The Lord God said to the serpent, "Because you have done this, cursed are you above all livestock and above all beasts of the field; on your belly you shall go, and dust you shall eat all the days of your life. I will put enmity between you and the woman, and between your offspring and her offspring; he shall bruise your head, and you shall bruise his heel."
The reversal of the curse is promised in the coming of the Messiah and the fulfillment of his atoning work. Implicit in the third verse of Isaac Watts famous hymn is the promise of the new creation. But it won't come signing ecumenical statements, which are soon forgotten.
Welby thinks that mere mortals can change things; that we are the solution. He imagines that "we can make it happen. It is within our grasp". But is it? The Christian gospel says otherwise. We are burdened by our sinful natures; our capacity to sin and destruction is written into the warp and woof of our very beings. Look at the wars we start and where millions die. We drop atomic bombs and Chernobyl haunts a nation.
Steeped as he is in good Christian theology, Justin Welby rightly understands that the world needs to be remade. He knows that, "nature was subject to frustration" upon the first act of disobedience in the Garden of Eden. Welby is not wrong to note the need "to build a new world that leads to the flourishing of all beings and Creation," writes Jenner.
But his solution is sub-biblical and he is not consistent. He has invited nearly 1,000 bishops and their wives and partners to Canterbury next year, most of whom will arrive in planes that are one of the major sources of global pollution. Aviation is one of the fastest-growing sources of the greenhouse gas emissions driving global climate change. In fact, if the entire aviation sector were a country, it would be one of the top 10 carbon-polluting nations on the planet! Why not Zoom the whole thing!
The Bible is very clear that only Christ can make it happen. He's the only one qualified to reverse the effects of sin on our world, for He's the only one to have defeated sin and death. Christ crucified is absolutely key to any vision of a world remade. Frankly, to imagine ourselves as alternative saviours is risible, writes Jenner.
Does this mean that Christians should not care for the environment? Are we nihilists about the environment? Indeed not. I belong to the Evangelical Environmental Network which argues that, biblically understood, "the environment" is actually part of God's creation, of which human beings are also a part. So why should we care for all of God's creation?
Because Christ died to reconcile all of creation to God (Col. 1:20).
All of creation belongs to Jesus (Col. 1:16; Ps. 24:1).
It fulfills the Great Commandments to love God and love what God loves. (It's hard to love a child with asthma when you're filling her lungs with pollution.)

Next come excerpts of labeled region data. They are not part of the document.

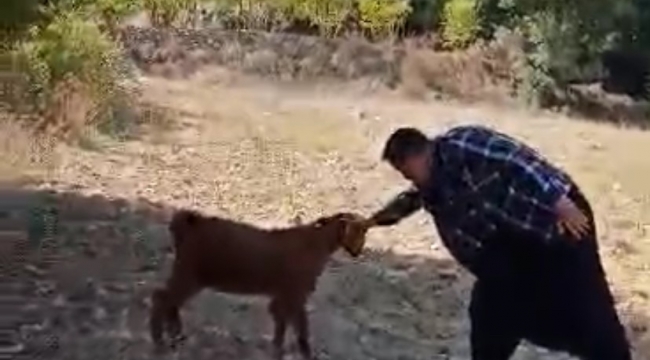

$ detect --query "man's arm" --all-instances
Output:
[442,127,571,237]
[370,189,422,226]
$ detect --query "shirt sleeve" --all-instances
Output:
[371,189,423,226]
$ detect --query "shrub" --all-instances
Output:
[359,0,411,37]
[442,0,479,49]
[15,13,125,137]
[142,0,198,27]
[0,0,41,47]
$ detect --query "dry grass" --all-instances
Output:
[394,39,520,101]
[2,74,650,360]
[0,113,58,183]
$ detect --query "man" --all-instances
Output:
[360,126,631,360]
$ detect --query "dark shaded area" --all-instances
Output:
[602,50,650,100]
[0,185,648,360]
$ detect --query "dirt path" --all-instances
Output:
[0,71,650,360]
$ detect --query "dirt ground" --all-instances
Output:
[0,68,650,360]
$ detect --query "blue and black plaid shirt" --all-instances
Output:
[373,126,573,270]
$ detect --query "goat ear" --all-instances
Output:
[340,218,368,257]
[291,214,305,226]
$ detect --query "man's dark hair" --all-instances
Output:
[381,127,429,166]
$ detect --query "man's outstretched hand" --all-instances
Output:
[555,195,591,240]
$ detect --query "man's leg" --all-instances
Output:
[469,280,520,360]
[528,189,631,360]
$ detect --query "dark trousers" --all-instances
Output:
[469,189,631,360]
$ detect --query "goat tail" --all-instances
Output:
[169,210,201,249]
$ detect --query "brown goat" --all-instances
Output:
[150,210,366,359]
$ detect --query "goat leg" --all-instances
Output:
[269,299,288,360]
[167,307,187,349]
[150,264,201,348]
[293,303,314,360]
[149,289,166,351]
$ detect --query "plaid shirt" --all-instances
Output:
[373,126,572,270]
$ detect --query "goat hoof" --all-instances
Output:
[153,343,169,355]
[170,334,187,350]
[273,348,284,360]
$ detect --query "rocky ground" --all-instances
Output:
[0,71,650,360]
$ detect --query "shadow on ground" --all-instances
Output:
[0,183,644,360]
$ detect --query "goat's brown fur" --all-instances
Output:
[150,210,366,358]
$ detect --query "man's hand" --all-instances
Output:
[555,195,590,240]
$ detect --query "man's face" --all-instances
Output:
[395,151,430,185]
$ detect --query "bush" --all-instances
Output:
[0,0,41,47]
[442,0,480,49]
[15,13,126,137]
[145,0,198,27]
[359,0,411,37]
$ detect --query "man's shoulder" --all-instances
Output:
[432,124,500,147]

Pollution hurts the poor the most, and Christians are called to care for the poor and the less powerful (Mt. 25:37-40).
Thus, caring for all of creation provides a Christian with the deepest sense of joy and contentment since it is part of loving God. We call this "creation-care."
We have been commanded to "fill the Earth and subdue it". We have been given the role of stewards and, since Creation is the theatre of God's glory, we would wish to see it thrive.
But we are subject to human limitations. We certainly can't usher in a "new heaven and a new Earth". It is only Christ who proclaims: "Behold, I make all things new."
The reality is, we can no more save our planet than we can save ourselves. The gospel of Greta is a false gospel. The message of Christ crucified is, indeed, our only hope. It is why the apostle Paul "resolved to know nothing ... except Jesus Christ and him crucified". Christ's victory over sin is declared to extend "far as the curse is found."
We are not permitted to dilute the message of the gospel that saves sinners. The church has been entrusted with the message of God's saving grace. The deeper truth is for the world to hear from Christian pulpits Christ crucified, not climate change.